Mit der Ausstellung „Was gibt’s denn da zu lachen? Die komische Kunst des Walter Moers“ widmet das Stadtmuseum Erlangen dem Autor und Zeichner eine umfassende Werkschau. Moers, der seit den frühen 1990er Jahren als Comiczeichner und Schriftsteller gleichermaßen hervorsticht, zählt zu den prägenden Stimmen der deutschsprachigen Gegenwartsliteratur. Bekannt wurde er zunächst mit provokanten Figuren wie dem „Kleinen Arschloch“ oder „Adolf, die Nazi-Sau“, bevor er mit Käpt’n Blaubär ein breiteres Publikum erreichte und diesen Erfolg 1999 mit dem Roman „Die 13½ Leben des Käpt’n Blaubär“ literarisch fortführte.

Im Zentrum seines Werks steht die fiktive Welt Zamonien, ein über mehrere Romane hinweg entwickeltes literarisches Universum. Figuren wie der Lindwurm Hildegunst von Mythenmetz führen durch eine Welt, in der Bücher, Geschichten und Sprache selbst zum Gegenstand werden. Werke wie „Die Stadt der Träumenden Bücher“, „Ensel und Krete“ oder „Der Schreckensmeister“ verbinden erzählerische Fantasie mit sprachspielerischen Elementen und zahlreichen literarischen Anspielungen.

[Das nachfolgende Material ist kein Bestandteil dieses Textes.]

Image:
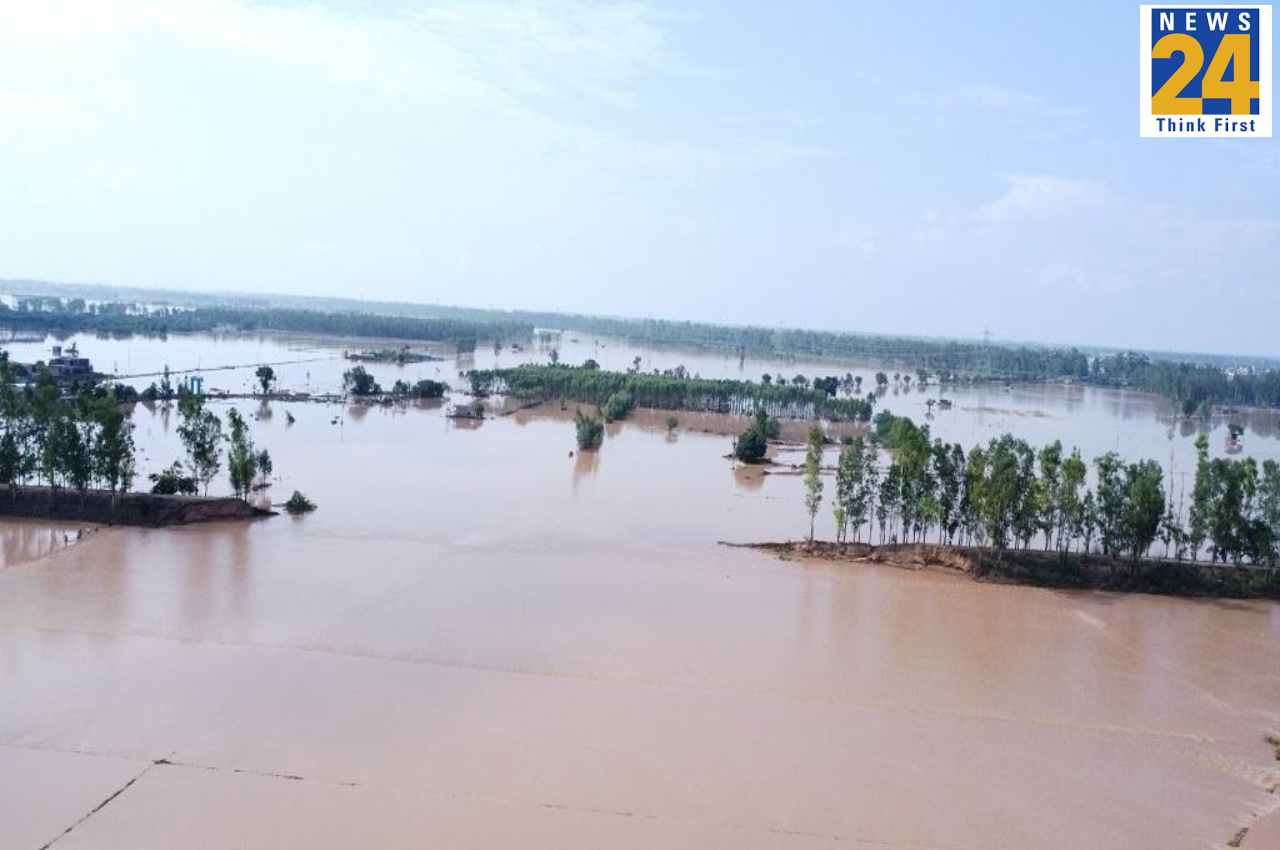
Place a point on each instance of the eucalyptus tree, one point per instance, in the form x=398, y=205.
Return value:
x=201, y=433
x=241, y=456
x=813, y=475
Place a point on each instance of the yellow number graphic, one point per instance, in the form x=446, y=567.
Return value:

Die Ausstellung macht diese Verbindung von Text und Bild anhand einer Vielzahl von Exponaten sichtbar. Gezeigt werden Hunderte Originalzeichnungen, Ölgemälde, Modelle und Figuren, die das visuelle und erzählerische Universum Moers’ erschließen. Ergänzt wird die Präsentation durch Arbeiten aus seinem neuesten Projekt um den Gallertprinzen „Qwert“, deren Originalzeichnungen erstmals öffentlich zu sehen sind. Damit bietet die Schau einen Einblick in aktuelle Entwicklungen seines Werks ebenso wie in dessen Anfänge.

Die Werkschau entsteht in Kooperation mit dem Internationalen Comic-Salon Erlangen sowie der Ludwiggalerie Schloss Oberhausen. Über die gesamte Laufzeit wird sie von einem Begleitprogramm mit Führungen, Vorträgen und Workshops ergänzt. Die Ausstellung versammelt damit zentrale Werkgruppen eines Autors, der Comic, Literatur und Illustration miteinander verbindet und über Jahrzehnte hinweg ein eigenständiges künstlerisches Universum entwickelt hat. Ergänzend zur Ausstellung erscheint ein begleitendes Programm mit Veranstaltungen, das die unterschiedlichen Aspekte von Moers’ Werk vertieft und die Ausstellung in einen größeren kulturellen Kontext stellt.

Die Ausstellung ist noch bis zum 13. September 2026 im Stadtmuseum Erlangen zu sehen. Weitere Informationen unter www.stadtmuseum-erlangen.de.